Clint seemed to wilt. He grabbed the little boy and pulled him into his arms. “More than you think,” he told the baby’s mother. He picked up what looked like a clean towel nearby and pressed it to the little boy’s side, then carried him to a rocker and sat down with him.
With his left arm around the child’s waist, he held the towel against the boy’s wound with his left hand. He moved his right arm around the baby’s back and held him close so that the child cried against his neck. Clint began rocking and talking soothingly to him.
“It’s okay,” he told the bab
y. “Everything will be okay. Nobody is going to hurt you. Never again. Never again.” He kissed the boy’s straight hair, stunning everyone else in the room.
Frowning, Fisher looked at Elizabeth.
“He lost a little boy of his own to murderers,” she told the man, struggling against tears that were a mixture of remorse and relief. “He was the same age as your son.” She looked at the baby’s mother. “Mrs. Fisher, Clint would never deliberately harm a child. I know that he’s truly sorry.”

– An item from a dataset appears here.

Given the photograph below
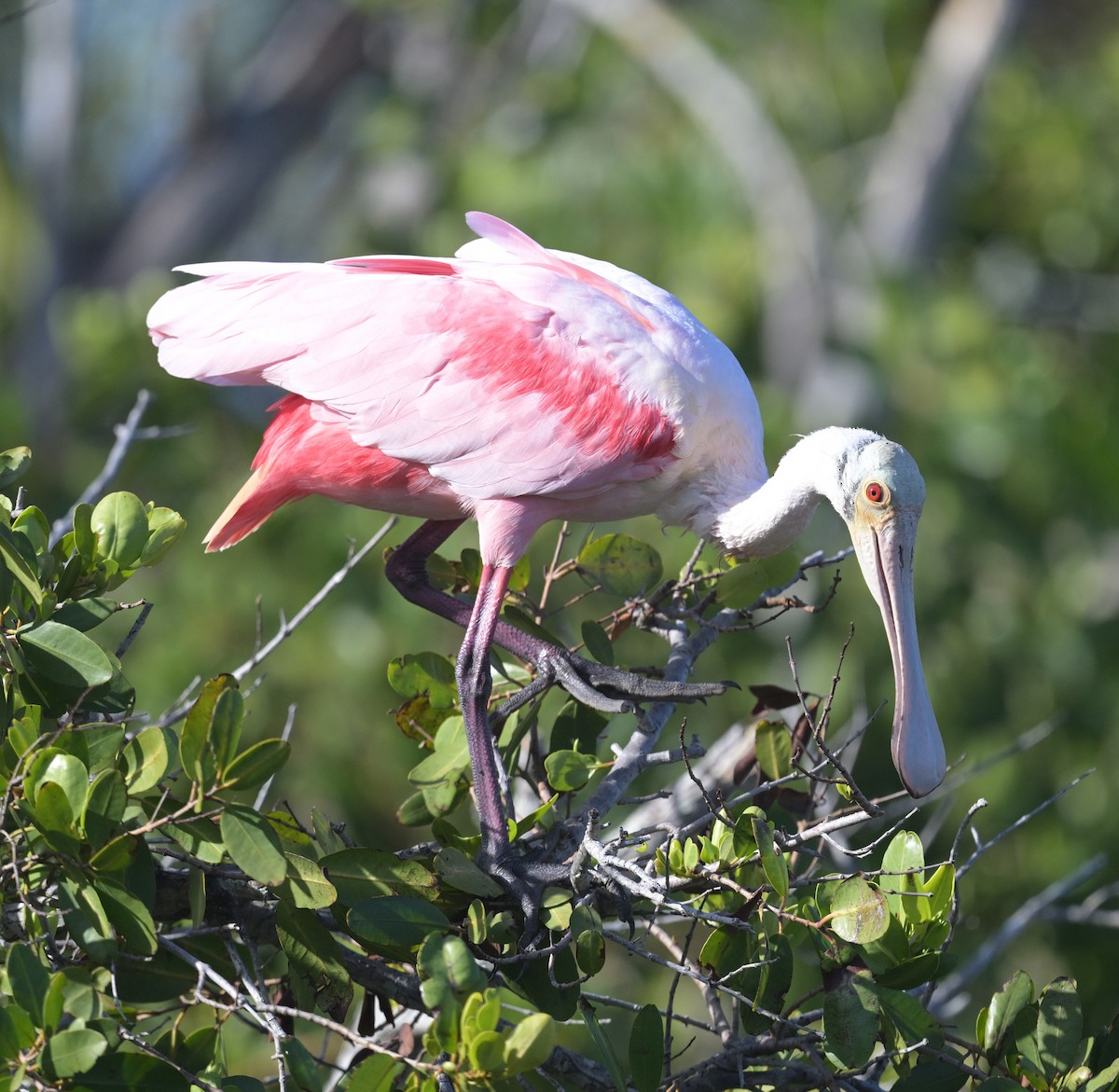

The woman walked closer to her husband and took his arm. “Who are you?” she asked Elizabeth.
“My name is Elizabeth Breckenridge. I traveled here with Clint to find my brother, Peter. He’s the preacher at—”
“We know who Peter is,” Fisher broke in, studying Elizabeth with a frown. “You do not look like the type of woman who would travel with a bounty hunter.”
Elizabeth took a handkerchief from a pocket of her skirt and wiped her eyes. “Mr. Brady was every bit a gentleman all the way here. In fact, we’re going to be married. What happened here…it’s a long story, Mr. Fisher, but it…had to happen.” She looked at Fisher pleadingly. “You should know that before we came in here Clint smashed his rifle in half. I think he’s done with the life he’s been leading the past four years. I hope that when your little boy is better you’ll let us visit…let us explain.”
Little Toby actually stopped crying and fell asleep against Clint’s chest. Clint wiped at his own silent tears. “Tell me your side of what happened, Fisher,” he spoke up, his voice sounding like that of a tired, beaten man.
Still frowning with a mixture of curiosity and disbelief, Fisher walked over and took a chair near Clint. Elizabeth dared to move an arm around his wife, who broke down and actually hugged her. “I thought he’d killed my baby,” she wept.
Elizabeth looked past her at Clint and saw deep remorse in those blue eyes that minutes earlier had been so full of the old, angry Clint. She led Mrs. Fisher to another chair, then went to stand behind Clint while Roland Fisher gave his side of the story.